The two response re-rankers work differently for different types of responses 10. When both the re-rankers are presented with a context that expects a factual response both of them prefer a response that is more engaging in nature, i.e. which has a thoughtful prompt. It is evident from the first example of table 10 that both the re-rankers tend to penalize responses which are factually and grammatically incorrect, i.e. the one which is generated by BlenderBOT. On the contrary, many a time Poly-encoder re-ranker tends to select the definition type factual responses, which is illustrated in Example 2. Again when a factual response is expected DialogRPT prefers responses that have more information content.

Post response generation and neural re-ranking, we employ a series of post-processing steps, in order to ensure the generated response is apt in the current scenario, does not contradict its previous responses, and has the capability of giving a direction to the conversation. Depending on the type of response generator, we either invoke the neural post-processing, or the deterministic post-processing flow, as part of the re-ranking phase itself, which we discuss in detail below.

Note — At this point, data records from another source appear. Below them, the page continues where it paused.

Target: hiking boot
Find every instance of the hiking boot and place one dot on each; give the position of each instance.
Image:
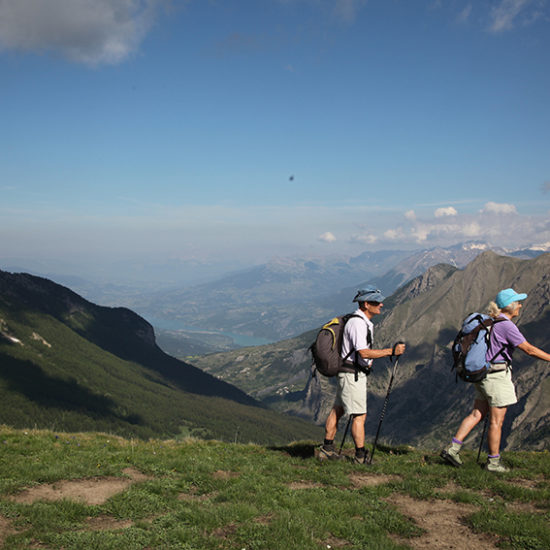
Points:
(495, 465)
(328, 452)
(451, 455)
(360, 459)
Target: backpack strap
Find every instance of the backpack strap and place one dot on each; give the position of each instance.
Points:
(356, 368)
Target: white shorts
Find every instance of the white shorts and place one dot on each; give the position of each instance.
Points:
(352, 395)
(497, 389)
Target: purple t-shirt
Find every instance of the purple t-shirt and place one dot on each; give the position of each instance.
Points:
(505, 338)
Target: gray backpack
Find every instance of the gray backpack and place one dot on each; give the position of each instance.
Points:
(328, 345)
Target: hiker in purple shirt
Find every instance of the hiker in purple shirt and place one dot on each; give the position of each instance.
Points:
(496, 392)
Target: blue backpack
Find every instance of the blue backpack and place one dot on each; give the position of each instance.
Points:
(470, 347)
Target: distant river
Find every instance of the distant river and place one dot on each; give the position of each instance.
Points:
(238, 339)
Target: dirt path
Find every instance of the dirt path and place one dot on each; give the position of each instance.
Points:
(92, 491)
(443, 523)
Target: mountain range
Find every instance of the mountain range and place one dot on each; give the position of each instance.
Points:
(272, 301)
(427, 401)
(68, 364)
(287, 297)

Enhancing the Deterministic Generators (Post Processing Deterministic Flow): The deterministic flow works best when the user acts according to the expectation of the bot, thus making it a high precision-low recall generator. We identified two major scenarios where the deterministic bot performs poorly: (i) Cases where the user abruptly transitions to a different topic or gives responses that are not expected in the current state. We term these cases as 'abrupt theme change'. (ii) Cases where the user responds with a question(s), which the deterministic generator does not expect in the current state. Depending on the scenario, we either keep the deterministic response entirely, blend the deterministic response with a neural response, or discard the deterministic response in favor of the neural response. Figure 5 illustrates the deterministic post-processing flow in detail.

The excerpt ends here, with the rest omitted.